Since the tatt remains in direct contact with the body, it could theoretically be much more efficient in monitoring things such as heartbeat and blood pressure than conventional procedures. And that's just a start.

While we know that Google's subsidiary Motorola has a secured a patent for a similar technology, it is just a work-in-progress at this point.

The Korean team's research is at a far more advanced stage and got published recently in Nature Nanotechnology. In their own words, their e-tattoo can be used to make 'bio-integrated systems with optimized performance of data storage, diagnostics, and drug delivery functionality in stretchable formats.'

But if you have been paying attention to tech trends these past 12 months, you must know that the idea of incorporating wearable tech in human life isn't panning out as was originally thought. Even if we ignore the fact that most wearable tech products are super ugly, there is no getting around the discomfort associated with their usage.

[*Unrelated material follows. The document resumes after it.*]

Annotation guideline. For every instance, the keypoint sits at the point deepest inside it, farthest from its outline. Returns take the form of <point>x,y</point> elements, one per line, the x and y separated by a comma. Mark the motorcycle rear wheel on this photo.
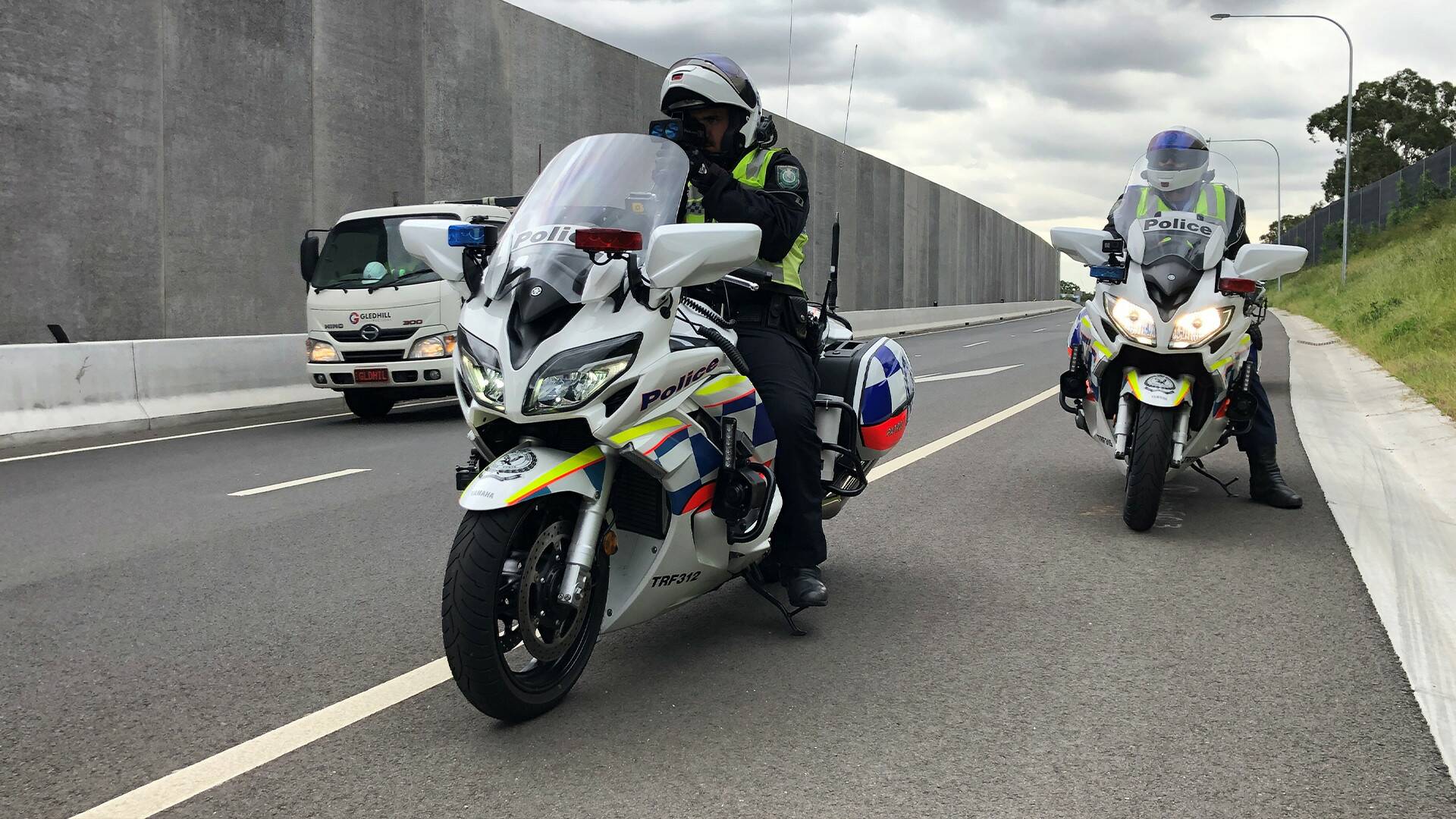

And since e-tattoos are basically wearable, detachable skin, why do experts think results would be any different this time? The answer to that question was given by the Korean team's leader Donghee Son, who said: "Although conventional monitoring devices capture compelling physiological data, the form factor of existing devices restrict seamless integration with the skin, giving rise to wearability challenges and signal-to-noise limitations."

At the moment, this concept device needs external power to operate, meaning test users need to carry small batteries in their pockets. However, we've known for a while that an MIT team has developed a fuel cell that runs on human glucose. Hence, in the years to come, the power issue could get resolved too, and we might see people warming to the idea of getting e-inked.